Password Re-use Security: What the Studies Say

TL;DR

Yes, there are numerous studies showing password re-use significantly increases risk. Preventing it within a single system is effective, but requires careful implementation. This guide outlines how to do that, covering technical options and practical considerations.

Preventing Password Re-use: A Step-by-Step Guide

1. Understand the Risk

• Password re-use is a major cyber security vulnerability. If one service is compromised, all accounts using that password are at risk.
• Studies consistently show users reuse passwords across multiple sites and applications.
• Compromised credential lists (data breaches) are frequently used to attack other services.

Implement Password History

This is the most common and effective method within a single system.

• Configure your system to remember previous passwords, preventing immediate re-use.
• A typical history length is 12-24 passwords. More isn’t always better – it can frustrate legitimate users.
• Example (Linux PAM configuration – /etc/pam.d/common-password):

password sufficient pam_unix.so remember=12 obscure

This example remembers the last 12 passwords and obscures them in logs.

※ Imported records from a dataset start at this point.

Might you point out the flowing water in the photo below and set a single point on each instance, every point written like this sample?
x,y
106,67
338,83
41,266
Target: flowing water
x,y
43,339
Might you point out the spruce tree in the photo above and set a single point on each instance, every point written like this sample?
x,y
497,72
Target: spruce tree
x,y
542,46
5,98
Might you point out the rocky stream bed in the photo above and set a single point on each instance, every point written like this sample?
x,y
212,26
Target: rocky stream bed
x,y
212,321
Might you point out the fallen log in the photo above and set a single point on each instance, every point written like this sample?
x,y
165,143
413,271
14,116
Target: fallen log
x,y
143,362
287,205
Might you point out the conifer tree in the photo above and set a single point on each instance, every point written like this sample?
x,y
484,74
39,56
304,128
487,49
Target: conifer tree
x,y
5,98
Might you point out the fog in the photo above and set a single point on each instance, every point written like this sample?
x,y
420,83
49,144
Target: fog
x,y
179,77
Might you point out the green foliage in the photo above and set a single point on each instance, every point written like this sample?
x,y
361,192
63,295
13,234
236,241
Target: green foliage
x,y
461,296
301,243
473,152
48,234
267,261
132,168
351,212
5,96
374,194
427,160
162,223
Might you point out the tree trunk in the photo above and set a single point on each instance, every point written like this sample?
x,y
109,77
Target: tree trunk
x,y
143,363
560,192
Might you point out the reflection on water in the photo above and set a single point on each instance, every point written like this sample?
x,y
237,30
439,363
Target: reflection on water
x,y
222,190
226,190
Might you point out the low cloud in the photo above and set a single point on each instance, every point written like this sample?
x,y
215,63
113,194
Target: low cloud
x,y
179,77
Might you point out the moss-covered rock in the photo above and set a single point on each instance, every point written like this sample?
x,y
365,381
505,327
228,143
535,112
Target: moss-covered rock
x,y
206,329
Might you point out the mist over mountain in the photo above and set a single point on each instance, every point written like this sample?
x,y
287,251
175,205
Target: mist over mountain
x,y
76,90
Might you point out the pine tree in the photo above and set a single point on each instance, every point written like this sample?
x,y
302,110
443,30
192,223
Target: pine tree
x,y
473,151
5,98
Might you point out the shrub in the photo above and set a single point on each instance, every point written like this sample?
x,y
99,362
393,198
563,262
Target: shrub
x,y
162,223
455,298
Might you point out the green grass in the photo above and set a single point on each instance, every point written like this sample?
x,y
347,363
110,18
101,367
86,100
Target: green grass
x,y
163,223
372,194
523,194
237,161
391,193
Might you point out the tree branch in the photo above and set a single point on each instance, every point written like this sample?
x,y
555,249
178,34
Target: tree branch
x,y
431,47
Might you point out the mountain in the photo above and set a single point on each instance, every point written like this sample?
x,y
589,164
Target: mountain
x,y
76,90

Adjust ‘remember’ as needed.

Password Complexity Rules

While not directly preventing re-use, strong complexity rules make it harder to use the same password everywhere.

• Enforce minimum length (at least 12 characters is recommended).
• Require a mix of uppercase and lowercase letters, numbers, and symbols.
• Avoid dictionary words or easily guessable patterns.
• Example (pwquality.conf – Debian/Ubuntu):

minlen = 12

reject_dictionary = on

Password Blacklisting

Prevent known compromised passwords from being used.

• Integrate with a password blacklist database (e.g., Have I Been Pwned).
• This requires regular updates of the blacklist to remain effective.
• Some systems have built-in features for this; others require custom scripting or plugins.

User Education

Teach users about the dangers of password re-use.

• Explain why using unique passwords is important.
• Promote the use of password managers.
• Regular security awareness training can significantly reduce risk.

Monitor for Password Spraying Attacks

Password spraying attempts to use a few common passwords against many accounts.

• Implement account lockout policies after multiple failed login attempts.
• Log and alert on unusual login patterns.
• Review logs regularly for suspicious activity.

Consider Multi-Factor Authentication (MFA)

Adds an extra layer of security, mitigating the risk even if a password is compromised.

• Requires users to provide a second form of verification (e.g., code from an app, fingerprint scan).
• Significantly reduces the impact of password re-use attacks.

Further Research

Search for studies on ‘password re-use statistics’ and ‘credential stuffing attack prevention’. The National Institute of Standards and Technology (NIST) provides guidance on password management.